Fill your head. One study found that for each year of education, your risk of dementia falls 11 percent. Analysts also say that teenage dropouts have one of the highest risks of Alzheimer’s. Finished with school? Another way to stimulate your mind is to do crossword puzzles or sudoku. There is even evidence that performing online searches can stimulate your mind more than reading a book, and may activate key memory centers in your brain.
Limit alcohol consumption. While a little red wine may deliver beneficial antioxidants and may help keep your blood vessels in good condition, excessive alcohol consumption is associated with loss of cognitive ability. If you drink, limit it to one a day for women, and two a day for men.
Load up on these other antioxidants. Berries are delicious sources of brain-friendly vitamin C and other antioxidants. And if you love coffee, tea and chocolate, you are in luck: they all contain protective antioxidants as well.

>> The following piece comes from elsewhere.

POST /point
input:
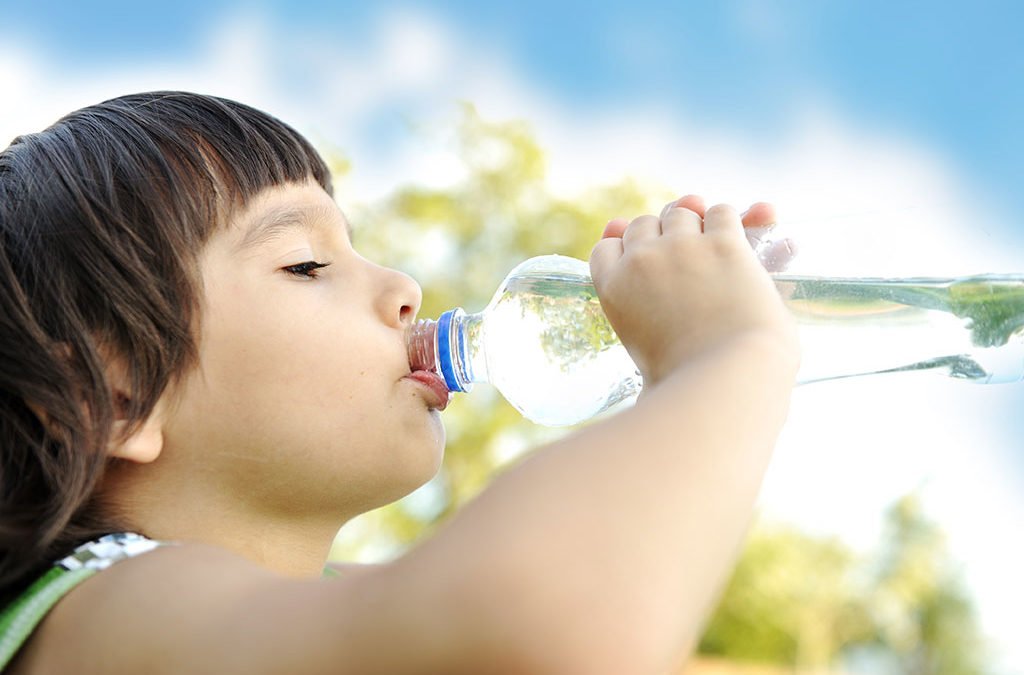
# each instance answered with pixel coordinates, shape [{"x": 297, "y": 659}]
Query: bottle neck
[{"x": 452, "y": 347}]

Get your rest. Studies show that your brain needs adequate sleep to regenerate and be healthy. Avoid airborne toxins. Tobacco smoke isn’t the only kind of smoke that’s toxic. Any time you bring oxygen over a flame, it creates free radicals. When you inhale those free radicals, they get into your bloodstream and can damage your tissues—including your brain tissue. That’s why it’s also wise to avoid inhaling campfires, for example. In the kitchen, try not to heat any cooking oil to the point where it starts to smoke or it too will give off harmful free radicals.
Floss your teeth. Tooth and gum disease may be associated with lower memory and cognition. Some experts think this is because the inflammation in your mouth eventually finds its way to your brain.

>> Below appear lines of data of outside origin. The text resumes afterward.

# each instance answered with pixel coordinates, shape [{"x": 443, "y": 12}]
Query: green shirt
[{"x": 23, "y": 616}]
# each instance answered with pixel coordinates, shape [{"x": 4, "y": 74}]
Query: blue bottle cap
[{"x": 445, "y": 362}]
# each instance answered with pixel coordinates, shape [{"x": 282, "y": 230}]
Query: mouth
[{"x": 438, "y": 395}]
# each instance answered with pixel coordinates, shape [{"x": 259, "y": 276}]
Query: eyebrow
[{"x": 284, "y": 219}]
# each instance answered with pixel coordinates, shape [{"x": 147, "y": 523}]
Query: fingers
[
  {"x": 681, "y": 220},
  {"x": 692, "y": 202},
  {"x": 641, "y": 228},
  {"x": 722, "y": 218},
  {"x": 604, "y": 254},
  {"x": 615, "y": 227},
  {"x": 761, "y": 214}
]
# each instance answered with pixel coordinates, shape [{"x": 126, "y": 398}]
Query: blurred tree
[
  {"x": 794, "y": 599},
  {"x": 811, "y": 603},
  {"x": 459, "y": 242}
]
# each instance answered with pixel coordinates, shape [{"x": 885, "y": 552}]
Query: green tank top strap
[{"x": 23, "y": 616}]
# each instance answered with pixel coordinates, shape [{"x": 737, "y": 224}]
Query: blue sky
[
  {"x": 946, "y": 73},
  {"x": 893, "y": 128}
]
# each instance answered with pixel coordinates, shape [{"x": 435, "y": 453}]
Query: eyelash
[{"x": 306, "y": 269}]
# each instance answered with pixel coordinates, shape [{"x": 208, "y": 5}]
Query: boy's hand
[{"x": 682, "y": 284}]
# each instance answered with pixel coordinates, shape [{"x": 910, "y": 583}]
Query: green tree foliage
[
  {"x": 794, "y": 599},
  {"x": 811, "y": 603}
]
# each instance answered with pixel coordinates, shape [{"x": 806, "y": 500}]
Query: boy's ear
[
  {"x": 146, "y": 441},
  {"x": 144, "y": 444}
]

Get your heart pumping. Daily aerobic exercise (about 30 minutes) helps to deliver nutrient-rich oxygen to your brain, and reduces stress that contributes to inflammation.
Protect your brain. Head injuries, even tiny blows, increase your risk for dementia years later. So wear protective helmets, buckle your seat belt, and do a safety check of your house to reduce your risk of falling or tripping.
Nurturing and protecting your brain should be a life-long habit. If you’re a parent of youngsters, teach them to take head injuries very seriously, to moderate intake of sugary drinks and high-fat foods and to stay in school.
A rich social life…a stimulating job…staying physically active…avoiding junk food and exposure to toxic substances…and engaging in mentally demanding leisure activities—will all combine to help you maintain a better memory and a healthier brain as you age.